History

Japan
- Name: Submarine No. 38
- Builder: Yokosuka Naval Arsenal, Yokosuka, Japan
- Laid down: 28 July 1919
- Launched: 26 October 1920
- Completed: 1 February 1922
- Commissioned: 1 February 1922
- Renamed: Ro-20 on 1 November 1924
- Stricken: 1 April 1934
- Fate: Sold 6 July 1935; Scuttled as artificial reef ca. 1935;

General characteristics
- Class & type: Kaichū type submarine (K3 subclass)
- Displacement: 752 tonnes (740 long tons) surfaced; 1,013 tonnes (997 long tons) submerged;
- Length: 70.10 m (230 ft 0 in) overall
- Beam: 6.12 m (20 ft 1 in)
- Draft: 3.70 m (12 ft 2 in)
- Installed power: 2,900 bhp (2,200 kW) (diesel); 1,200 hp (890 kW) (electric motor);
- Propulsion: Diesel-electric; 2 × Sulzer Mark II diesel engine, 75 tons fuel; 2 × electric motor; 2 x shafts;
- Speed: 16.5 knots (30.6 km/h; 19.0 mph) surfaced; 8.5 knots (15.7 km/h; 9.8 mph) submerged;
- Range: 6,000 nmi (11,000 km; 6,900 mi) at 10 knots (19 km/h; 12 mph) surfaced; 85 nmi (157 km; 98 mi) at 4 knots (7.4 km/h; 4.6 mph) submerged;
- Test depth: 45.7 m (150 ft)
- Crew: 46
- Armament: 6 × 450 mm (18 in) torpedo tubes (4 x bow, 2 x external on upper deck); 10 x Type 44 torpedoes; 1 × 76.2 mm (3.00 in) gun;

= Japanese submarine Ro-20 =

Imperial Japanese Navy submarine

Ro-20, originally named Submarine No. 38, was an Imperial Japanese Navy Kaichū-Type submarine of the Kaichū III subclass. She was commissioned in 1922 and operated in the waters of Japan. She was stricken in 1934.

==Design and description==
The submarines of the Kaichu III sub-class were a slightly improved version of the preceding Kaichu II subclass, the man difference being an increase in diving depth from 30 to 45.7 m. They displaced 740 LT surfaced and 997 LT submerged. The submarines were 70.10 m long and had a beam of 6.12 m and a draft of 3.70 m.

For surface running, the submarines were powered by two 1,450 bhp Sulzer Mark II diesel engines, each driving one propeller shaft. When submerged each propeller was driven by a 600 hp electric motor. They could reach 16.5 kn on the surface and 8.5 kn underwater. On the surface, they had a range of 6,000 nmi at 10 kn; submerged, they had a range of 85 nmi at 4 kn.

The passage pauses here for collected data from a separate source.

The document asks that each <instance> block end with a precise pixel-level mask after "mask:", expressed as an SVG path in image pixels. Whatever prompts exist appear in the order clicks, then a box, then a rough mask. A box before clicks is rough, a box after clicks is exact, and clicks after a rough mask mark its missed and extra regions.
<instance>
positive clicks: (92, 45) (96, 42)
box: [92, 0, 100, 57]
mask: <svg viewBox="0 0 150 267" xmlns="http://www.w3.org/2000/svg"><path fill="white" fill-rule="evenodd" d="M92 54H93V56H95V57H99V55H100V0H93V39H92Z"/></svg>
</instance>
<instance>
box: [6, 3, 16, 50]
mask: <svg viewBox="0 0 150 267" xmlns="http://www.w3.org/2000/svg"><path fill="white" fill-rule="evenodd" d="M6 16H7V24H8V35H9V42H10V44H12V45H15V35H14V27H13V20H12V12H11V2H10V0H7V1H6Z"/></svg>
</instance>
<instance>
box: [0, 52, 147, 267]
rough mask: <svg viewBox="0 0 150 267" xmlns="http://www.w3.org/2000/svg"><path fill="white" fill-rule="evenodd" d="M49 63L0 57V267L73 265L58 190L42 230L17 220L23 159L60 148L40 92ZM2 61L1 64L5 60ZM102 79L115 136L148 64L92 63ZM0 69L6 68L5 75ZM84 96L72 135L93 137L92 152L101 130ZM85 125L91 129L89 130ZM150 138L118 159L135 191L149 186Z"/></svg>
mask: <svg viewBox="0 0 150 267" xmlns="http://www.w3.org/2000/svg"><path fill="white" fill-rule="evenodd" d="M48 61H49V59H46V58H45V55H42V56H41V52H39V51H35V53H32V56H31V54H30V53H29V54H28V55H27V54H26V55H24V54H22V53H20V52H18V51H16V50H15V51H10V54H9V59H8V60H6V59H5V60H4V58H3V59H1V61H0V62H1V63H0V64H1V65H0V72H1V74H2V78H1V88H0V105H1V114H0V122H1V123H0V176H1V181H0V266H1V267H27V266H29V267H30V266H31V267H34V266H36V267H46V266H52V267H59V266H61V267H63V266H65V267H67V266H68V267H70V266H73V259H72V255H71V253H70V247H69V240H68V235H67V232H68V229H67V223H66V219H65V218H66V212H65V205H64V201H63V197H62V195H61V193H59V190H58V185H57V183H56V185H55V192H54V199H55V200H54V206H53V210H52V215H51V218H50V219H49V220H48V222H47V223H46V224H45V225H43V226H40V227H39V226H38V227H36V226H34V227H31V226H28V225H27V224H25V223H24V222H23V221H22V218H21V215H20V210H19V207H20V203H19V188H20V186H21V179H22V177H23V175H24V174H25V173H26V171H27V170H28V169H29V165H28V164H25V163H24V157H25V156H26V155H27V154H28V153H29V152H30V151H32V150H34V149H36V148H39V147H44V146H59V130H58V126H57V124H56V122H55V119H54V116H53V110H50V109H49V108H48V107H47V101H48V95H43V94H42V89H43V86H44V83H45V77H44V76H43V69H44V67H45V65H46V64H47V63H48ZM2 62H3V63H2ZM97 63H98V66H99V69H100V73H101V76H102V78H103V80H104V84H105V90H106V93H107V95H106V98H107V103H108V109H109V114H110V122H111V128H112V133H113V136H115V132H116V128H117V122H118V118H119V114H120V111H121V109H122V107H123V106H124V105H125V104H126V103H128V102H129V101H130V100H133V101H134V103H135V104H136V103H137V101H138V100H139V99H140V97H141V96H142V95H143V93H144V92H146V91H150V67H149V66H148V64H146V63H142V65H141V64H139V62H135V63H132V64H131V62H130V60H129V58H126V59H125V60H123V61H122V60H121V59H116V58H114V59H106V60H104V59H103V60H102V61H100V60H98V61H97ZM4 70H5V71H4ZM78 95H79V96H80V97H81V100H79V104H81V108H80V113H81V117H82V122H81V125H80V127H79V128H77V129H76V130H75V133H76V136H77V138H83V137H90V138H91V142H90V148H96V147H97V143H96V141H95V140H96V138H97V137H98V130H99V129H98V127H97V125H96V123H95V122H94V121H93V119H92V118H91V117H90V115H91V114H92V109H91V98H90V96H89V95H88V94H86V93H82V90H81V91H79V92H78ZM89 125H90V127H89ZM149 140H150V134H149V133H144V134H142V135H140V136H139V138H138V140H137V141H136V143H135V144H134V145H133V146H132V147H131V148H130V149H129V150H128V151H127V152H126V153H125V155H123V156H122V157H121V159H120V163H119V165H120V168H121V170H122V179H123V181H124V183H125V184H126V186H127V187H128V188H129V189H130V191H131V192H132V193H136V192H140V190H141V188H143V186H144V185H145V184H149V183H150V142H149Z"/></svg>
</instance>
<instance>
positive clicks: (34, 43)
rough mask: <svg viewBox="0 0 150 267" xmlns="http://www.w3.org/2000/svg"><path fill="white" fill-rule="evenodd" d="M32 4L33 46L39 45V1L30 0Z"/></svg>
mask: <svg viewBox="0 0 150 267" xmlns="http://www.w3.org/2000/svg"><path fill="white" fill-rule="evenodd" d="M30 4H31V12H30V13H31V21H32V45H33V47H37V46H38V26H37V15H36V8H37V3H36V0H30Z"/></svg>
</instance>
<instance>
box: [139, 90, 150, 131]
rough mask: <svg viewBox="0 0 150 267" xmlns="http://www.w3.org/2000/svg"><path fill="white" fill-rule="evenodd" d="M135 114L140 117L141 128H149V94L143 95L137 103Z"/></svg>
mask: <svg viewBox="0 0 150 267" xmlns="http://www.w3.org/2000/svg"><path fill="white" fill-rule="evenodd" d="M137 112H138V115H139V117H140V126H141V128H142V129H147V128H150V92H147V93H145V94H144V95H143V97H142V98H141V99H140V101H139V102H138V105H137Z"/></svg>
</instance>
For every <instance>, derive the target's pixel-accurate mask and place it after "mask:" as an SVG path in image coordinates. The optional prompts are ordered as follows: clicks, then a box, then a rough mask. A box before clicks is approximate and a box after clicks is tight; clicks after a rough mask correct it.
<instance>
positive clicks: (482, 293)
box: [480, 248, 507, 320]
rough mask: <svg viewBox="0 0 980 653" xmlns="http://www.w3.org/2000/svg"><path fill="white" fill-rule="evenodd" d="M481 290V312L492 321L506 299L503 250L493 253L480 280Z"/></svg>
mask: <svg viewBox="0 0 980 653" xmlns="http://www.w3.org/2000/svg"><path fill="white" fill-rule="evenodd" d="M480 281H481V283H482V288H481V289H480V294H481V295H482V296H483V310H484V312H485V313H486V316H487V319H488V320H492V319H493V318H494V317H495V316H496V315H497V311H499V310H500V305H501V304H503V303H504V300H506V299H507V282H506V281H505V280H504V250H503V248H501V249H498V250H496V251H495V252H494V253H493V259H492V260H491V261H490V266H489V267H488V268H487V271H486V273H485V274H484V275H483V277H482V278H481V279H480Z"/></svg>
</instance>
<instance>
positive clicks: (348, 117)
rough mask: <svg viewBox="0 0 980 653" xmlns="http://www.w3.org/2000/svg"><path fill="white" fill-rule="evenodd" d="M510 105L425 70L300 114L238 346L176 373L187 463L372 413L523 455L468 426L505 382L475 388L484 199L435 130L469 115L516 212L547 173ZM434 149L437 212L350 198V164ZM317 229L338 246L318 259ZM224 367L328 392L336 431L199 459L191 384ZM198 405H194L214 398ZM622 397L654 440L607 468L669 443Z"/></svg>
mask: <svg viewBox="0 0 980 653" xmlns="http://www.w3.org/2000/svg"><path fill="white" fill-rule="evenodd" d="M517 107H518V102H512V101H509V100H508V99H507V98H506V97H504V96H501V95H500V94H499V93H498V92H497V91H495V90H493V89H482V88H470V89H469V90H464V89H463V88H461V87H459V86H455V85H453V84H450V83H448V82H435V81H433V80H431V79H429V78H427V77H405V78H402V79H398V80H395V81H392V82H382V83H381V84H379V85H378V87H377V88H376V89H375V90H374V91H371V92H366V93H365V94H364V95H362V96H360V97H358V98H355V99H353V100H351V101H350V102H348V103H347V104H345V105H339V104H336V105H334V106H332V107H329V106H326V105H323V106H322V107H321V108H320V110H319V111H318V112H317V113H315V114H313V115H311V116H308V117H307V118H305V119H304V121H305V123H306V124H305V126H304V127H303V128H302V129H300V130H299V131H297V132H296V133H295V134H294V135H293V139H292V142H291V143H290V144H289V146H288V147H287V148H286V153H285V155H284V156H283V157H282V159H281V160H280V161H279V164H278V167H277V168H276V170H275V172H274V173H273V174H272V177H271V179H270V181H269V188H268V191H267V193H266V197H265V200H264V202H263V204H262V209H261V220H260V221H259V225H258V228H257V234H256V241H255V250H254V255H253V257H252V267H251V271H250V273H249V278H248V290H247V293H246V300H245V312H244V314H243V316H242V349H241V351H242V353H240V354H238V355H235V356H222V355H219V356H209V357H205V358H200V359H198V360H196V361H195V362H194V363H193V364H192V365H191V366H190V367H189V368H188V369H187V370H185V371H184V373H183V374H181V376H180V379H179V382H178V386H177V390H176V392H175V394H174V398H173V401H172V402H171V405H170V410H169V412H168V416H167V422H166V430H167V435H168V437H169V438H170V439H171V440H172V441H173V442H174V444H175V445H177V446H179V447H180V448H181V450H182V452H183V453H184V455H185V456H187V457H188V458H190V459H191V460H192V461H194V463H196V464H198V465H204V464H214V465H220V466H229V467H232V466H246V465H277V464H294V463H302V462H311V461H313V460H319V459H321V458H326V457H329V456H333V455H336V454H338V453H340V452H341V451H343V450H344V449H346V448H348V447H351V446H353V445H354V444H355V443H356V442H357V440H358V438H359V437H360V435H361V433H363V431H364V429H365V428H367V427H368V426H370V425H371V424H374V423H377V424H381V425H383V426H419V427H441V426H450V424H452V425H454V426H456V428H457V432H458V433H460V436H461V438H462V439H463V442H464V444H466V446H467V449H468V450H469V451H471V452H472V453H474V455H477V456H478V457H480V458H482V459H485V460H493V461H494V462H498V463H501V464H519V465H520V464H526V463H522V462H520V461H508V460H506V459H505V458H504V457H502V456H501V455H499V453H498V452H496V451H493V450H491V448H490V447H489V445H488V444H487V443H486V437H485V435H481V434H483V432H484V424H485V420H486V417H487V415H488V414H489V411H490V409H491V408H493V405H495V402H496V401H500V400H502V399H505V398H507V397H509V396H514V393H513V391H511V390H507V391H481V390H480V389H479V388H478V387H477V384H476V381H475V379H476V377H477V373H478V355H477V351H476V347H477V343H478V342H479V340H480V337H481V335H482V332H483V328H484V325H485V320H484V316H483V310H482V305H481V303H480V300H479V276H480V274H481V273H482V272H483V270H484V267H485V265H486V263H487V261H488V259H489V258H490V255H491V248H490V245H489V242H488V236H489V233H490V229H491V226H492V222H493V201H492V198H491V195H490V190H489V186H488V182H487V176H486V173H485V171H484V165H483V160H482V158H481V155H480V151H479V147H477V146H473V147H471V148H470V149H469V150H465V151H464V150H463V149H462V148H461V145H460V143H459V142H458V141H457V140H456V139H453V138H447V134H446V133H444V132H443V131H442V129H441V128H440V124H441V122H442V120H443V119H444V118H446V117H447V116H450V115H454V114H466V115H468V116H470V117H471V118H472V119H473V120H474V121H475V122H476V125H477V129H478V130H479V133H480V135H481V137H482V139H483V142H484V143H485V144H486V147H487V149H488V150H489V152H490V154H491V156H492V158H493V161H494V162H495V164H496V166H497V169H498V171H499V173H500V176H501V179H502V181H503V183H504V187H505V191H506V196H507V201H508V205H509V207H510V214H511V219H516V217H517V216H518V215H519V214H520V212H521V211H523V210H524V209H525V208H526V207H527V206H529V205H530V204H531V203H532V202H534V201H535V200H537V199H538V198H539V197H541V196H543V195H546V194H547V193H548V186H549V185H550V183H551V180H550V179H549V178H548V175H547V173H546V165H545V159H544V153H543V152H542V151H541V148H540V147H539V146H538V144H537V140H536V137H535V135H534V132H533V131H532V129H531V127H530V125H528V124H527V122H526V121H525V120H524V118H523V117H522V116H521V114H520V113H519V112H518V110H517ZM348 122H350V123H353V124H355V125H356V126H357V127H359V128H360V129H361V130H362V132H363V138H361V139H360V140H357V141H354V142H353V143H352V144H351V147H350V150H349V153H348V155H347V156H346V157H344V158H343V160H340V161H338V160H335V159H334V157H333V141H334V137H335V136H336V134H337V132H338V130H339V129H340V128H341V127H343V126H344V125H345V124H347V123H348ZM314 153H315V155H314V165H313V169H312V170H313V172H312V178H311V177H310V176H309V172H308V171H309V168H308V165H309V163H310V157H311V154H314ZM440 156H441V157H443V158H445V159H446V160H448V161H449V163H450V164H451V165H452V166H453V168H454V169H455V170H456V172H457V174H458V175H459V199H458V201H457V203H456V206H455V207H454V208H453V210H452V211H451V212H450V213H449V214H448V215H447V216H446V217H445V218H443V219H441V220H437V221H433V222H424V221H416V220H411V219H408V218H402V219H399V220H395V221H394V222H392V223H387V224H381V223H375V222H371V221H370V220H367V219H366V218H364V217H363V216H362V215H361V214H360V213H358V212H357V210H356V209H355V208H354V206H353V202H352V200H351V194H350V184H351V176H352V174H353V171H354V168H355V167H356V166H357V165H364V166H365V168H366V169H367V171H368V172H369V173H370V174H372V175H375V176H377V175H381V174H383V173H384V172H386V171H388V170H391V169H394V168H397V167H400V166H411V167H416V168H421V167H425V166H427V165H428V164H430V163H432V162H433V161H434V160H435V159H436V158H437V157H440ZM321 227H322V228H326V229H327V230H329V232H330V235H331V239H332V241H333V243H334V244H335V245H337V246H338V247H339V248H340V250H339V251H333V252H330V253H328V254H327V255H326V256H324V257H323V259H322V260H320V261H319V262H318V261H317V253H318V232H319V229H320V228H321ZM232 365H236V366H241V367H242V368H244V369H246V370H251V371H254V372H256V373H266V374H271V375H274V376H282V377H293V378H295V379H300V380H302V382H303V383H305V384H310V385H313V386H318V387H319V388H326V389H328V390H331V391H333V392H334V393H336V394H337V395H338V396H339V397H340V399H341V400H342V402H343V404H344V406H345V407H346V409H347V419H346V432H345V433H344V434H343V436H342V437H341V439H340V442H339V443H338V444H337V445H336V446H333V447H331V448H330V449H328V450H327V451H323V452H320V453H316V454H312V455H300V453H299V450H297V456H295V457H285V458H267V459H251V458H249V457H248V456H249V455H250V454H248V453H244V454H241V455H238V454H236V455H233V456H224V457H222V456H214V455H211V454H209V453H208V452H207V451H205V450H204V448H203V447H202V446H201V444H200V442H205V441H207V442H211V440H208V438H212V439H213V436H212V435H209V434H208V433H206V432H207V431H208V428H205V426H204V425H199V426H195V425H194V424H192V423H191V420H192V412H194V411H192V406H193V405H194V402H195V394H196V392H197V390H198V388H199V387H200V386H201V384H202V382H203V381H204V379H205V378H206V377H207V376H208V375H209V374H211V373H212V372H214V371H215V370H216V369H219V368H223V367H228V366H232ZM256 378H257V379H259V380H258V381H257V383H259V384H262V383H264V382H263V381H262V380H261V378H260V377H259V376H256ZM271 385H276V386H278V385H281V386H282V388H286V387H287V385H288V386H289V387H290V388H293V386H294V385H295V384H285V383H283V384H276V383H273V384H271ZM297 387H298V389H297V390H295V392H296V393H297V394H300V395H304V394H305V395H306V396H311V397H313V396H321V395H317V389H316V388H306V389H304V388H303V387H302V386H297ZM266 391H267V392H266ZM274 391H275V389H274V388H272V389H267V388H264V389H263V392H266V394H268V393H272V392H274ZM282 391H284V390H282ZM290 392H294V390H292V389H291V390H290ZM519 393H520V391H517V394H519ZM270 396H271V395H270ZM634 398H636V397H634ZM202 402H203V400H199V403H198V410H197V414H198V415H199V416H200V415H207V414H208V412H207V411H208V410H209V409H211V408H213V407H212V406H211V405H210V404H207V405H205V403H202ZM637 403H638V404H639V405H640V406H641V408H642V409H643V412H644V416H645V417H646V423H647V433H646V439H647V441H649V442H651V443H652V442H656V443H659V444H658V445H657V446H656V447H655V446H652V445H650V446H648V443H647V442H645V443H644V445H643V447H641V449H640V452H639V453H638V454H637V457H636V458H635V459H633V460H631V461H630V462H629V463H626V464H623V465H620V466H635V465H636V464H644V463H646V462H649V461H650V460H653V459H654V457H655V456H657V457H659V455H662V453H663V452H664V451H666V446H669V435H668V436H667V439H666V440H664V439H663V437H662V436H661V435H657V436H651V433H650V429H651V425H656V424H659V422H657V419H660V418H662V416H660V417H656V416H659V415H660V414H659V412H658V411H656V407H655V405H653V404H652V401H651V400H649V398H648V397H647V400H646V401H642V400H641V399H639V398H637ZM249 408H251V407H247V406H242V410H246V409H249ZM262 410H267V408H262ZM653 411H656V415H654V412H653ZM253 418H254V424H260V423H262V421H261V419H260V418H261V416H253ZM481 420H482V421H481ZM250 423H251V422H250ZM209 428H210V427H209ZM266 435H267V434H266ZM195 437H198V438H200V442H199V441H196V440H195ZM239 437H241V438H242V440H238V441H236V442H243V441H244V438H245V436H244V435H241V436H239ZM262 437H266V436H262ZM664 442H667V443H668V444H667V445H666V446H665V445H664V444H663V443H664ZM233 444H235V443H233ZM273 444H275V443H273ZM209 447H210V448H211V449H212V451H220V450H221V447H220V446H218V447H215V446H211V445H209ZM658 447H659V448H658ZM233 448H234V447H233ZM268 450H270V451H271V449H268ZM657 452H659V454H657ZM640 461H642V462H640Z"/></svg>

The submarines were armed with six 450 mm torpedo tubes, four internal tubes in the bow and two external tubes mounted on the upper deck, and carried a total of ten Type 44 torpedoes. They were also armed with a single 76.2 mm deck gun mounted aft of the conning tower.

==Construction and commissioning==

Ro-20 was laid down as Submarine No. 38 on 28 July 1919 by the Yokosuka Naval Arsenal at Yokosuka, Japan. Launched on 26 October 1920, she was completed and commissioned on 1 February 1922.

==Service history==

Upon commissioning, Submarine No. 38 was attached to the Yokosuka Naval District, to which she remained attached throughout her career. On 6 February 1922, she was assigned to Submarine Division 5 and to the Ominato Defense Division, and on 1 November 1924 she was renamed Ro-20. On 1 November 1925, Submarine Division 5 was reassigned to the Yokosuka Defense Division, then directly to the Yokosuka Naval District on 1 December 1926, and then to the Yokosuka Defense Division again on 10 January 1927.

Ro-20 was stricken from the Navy list on 1 April 1934. Her engines were removed at Uraga Shipyard, and on 6 July 1935 she was sold to the Fisheries Association of Miura District in Kanagawa Prefecture for use as an artificial reef. She subsequently was scuttled to serve as a breeding ground for fish and fishing reef.